Squawks and grunts and gabbles, restless stirring in the hall behind the frontmost creatures. Ofelia prodded the button again and the lights returned to a steady glow. While she was there, she touched other controls, storing all monitor displays for later analysis, disabling all but the board she was using, choosing the most resistant of systems to run things. Just in case they got eager and tried to poke around, she could prevent much of the trouble they’d cause. They would be unlikely to hit the enabling sequences with random attempts to get something to happen. And she would disable this board when she was through. Let them have another scare first. “If you aren’t very careful,” she said. “If you just swipe at the controls, bad things will happen.” She laid her hand on the board, carefully across the emergency alert panel. Sirens wailed outside, higher and higher; bells rang in every room in the center; the lights changed to a different flash sequence, from normal to brighter and back. Ofelia turned it off, and locked the board down. “And that’s why you shouldn’t mess—” But they had. At least half of them had left stinking piles on the floor they had just cleaned. All of them stared at her. She didn’t have to know their language to know they were angry. Ofelia glared back. It wasn’t her fault. She hadn’t meant to scare them that much — only to convince them to leave the controls alone. And they’d dirtied the floor.
“I’m not cleaning that up,” Ofelia said. “Get the brooms.” It would take mops. It would take… but it didn’t. One of them grunted something especially emphatic, and the guilty parties — as Ofelia saw it — bounced away at high speed, to return with scoops that she recognized too late as the big stirring paddles from the kitchens. Oh well. They could be sterilized. She didn’t care that the biochemistry wasn’t supposed to be compatible: she was not going to use stirring paddles that had picked up alien waste until they’d been properly disinfected.
The creatures picked up their messes and went down the hall in the direction of the outside door. Perhaps she should have told them about the toilets. She looked back at the ones still staring at her. Perhaps she should not upset them any more. A lifetime’s experience reminded her that upsetting those who outnumber you and have weapons is a bad idea. It was because they hadn’t hurt her yet… she had begun to think of them as harmless, or at least not immediately threatening. The cleanup crew returned; she noticed that the stirring paddles looked clean, as if they’d been scrubbed in the rainwater. Looks weren’t everything; she’d put them through a hot water cycle. With a little shudder, the others relaxed; their intent gaze left her, and Ofelia felt herself relaxing too. Perhaps they weren’t going to kill her. At least not now. At least not if she kept them pacified. If they had been children, she would have cooked something sweet, but they had not seemed attracted to the food in the kitchen.

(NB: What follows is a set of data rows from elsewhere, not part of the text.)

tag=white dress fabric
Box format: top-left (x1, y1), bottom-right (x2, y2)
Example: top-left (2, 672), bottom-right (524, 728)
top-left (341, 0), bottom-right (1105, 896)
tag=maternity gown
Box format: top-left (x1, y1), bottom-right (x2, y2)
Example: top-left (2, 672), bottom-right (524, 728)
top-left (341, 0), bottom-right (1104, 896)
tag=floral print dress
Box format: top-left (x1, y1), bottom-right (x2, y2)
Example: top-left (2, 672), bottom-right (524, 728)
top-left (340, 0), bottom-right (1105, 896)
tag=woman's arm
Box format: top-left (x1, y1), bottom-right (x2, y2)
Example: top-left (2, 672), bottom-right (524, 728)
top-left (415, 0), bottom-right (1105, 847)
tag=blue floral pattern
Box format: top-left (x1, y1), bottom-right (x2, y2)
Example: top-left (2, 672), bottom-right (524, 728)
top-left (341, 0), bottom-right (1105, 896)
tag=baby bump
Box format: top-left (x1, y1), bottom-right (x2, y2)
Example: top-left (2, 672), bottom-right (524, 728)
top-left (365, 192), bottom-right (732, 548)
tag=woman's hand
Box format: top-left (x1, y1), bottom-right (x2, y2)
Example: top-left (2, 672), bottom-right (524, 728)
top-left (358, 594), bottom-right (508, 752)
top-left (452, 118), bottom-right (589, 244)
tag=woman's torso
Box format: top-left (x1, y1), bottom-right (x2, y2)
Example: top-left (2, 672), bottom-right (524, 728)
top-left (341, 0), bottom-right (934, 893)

She moved toward the door, and the creatures moved back. They followed her down the passage, and into the sewing room where her wet mattress lay under the long work table. She counted — all of them. No one was lurking in the control room, tinkering with the switches.
As in the kitchen, they moved around, looking at everything making soft noises that she could not help but assume were language of some sort. Ofelia squatted down with a grunt of her own and tried to drag the wet mattress out from under the table. It had absorbed enough water to add kilos to its weight, and it stuck to the damp floor beneath it. She yanked harder, wishing she had had the sense to prop it up on something in the first place. Of course, she hadn’t meant to have the door open and rain blowing in. She still couldn’t remember whether she herself had left it open when she went out to walk in the calm at the heart of the storm. Not that it mattered, really.
She tugged again and again, and the mattress resisted. Suddenly, four bony odd-shaped hands with long dark nails gripped it; it slid suddenly towards her and she fell backwards. The mattress landed on her feet. She looked over; two of the creatures, still holding the mattress, were watching her. “Thank you,” she said. It was important to thank children, if they were trying to help, even if they got it wrong. That way they would keep trying. She dragged her feet out from under the mattress, levered herself up to a squat again, and tugged. They tugged. With her guidance, they got the mattress out from under the table and up on end, propped sagging against a wall.